Dehors le gouvernement Macron-Castera ! Dire aujourd’hui « Fonds publics à l’école publique ! Fonds privés à l’école privée ! », c’est combattre pour une nouvelle République sociale, démocratique et laïque. Être laïque aujourd’hui, c’est s’engager pour la chute de ce régime.
RD, le 21 janvier 2024.
Notes :
la formule est utilisée par De Gaulle dans son dialogue avec Alain Peyrefitte.
Relire le préambule de la loi Savary, c’est du Guizot à l’état pur !
Cité par Médiapart, voir le dossier entièrement consacré au lycée Stanislas scolarisant les enfants de l’actuelle ministre de l’enseignement privé !

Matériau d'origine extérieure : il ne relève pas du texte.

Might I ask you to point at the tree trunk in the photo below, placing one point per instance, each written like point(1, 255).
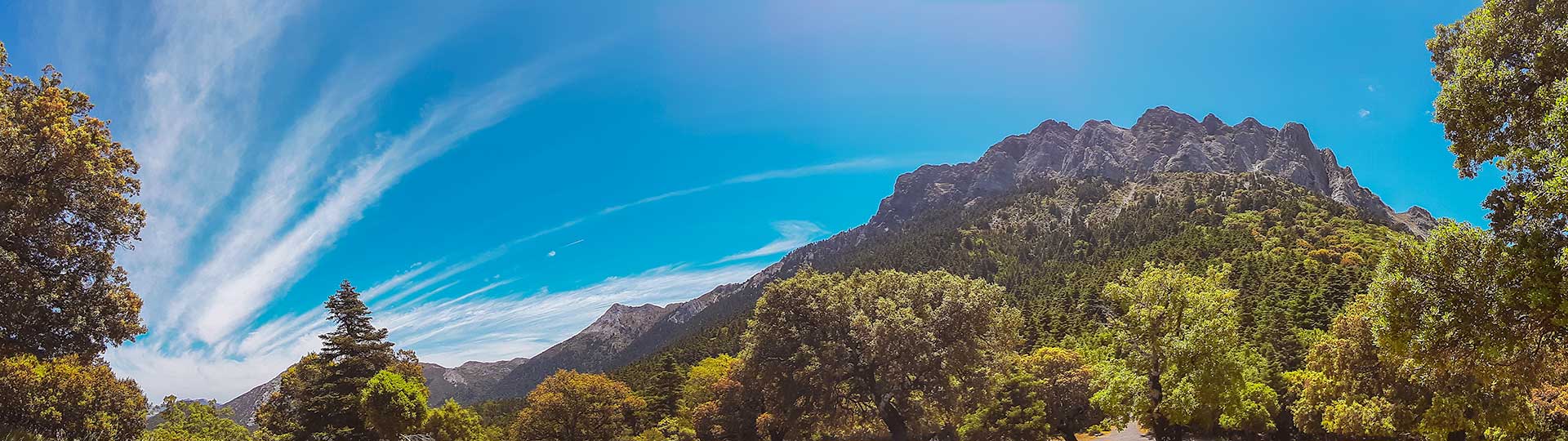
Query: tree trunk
point(1164, 430)
point(898, 427)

Notes complémentaires de l’éditeur
1) Marc Sangnier (1873 – 1950) : journaliste et homme politique, promoteur de la démocratie chrétienne sous la 3ème puis la 4ème République, fondateur du Sillon.
2) Emmanuel Mounier (1905 – 1950) : philosophe catholique, fondateur de la revue Esprit et à l’origine du courant personnaliste en France.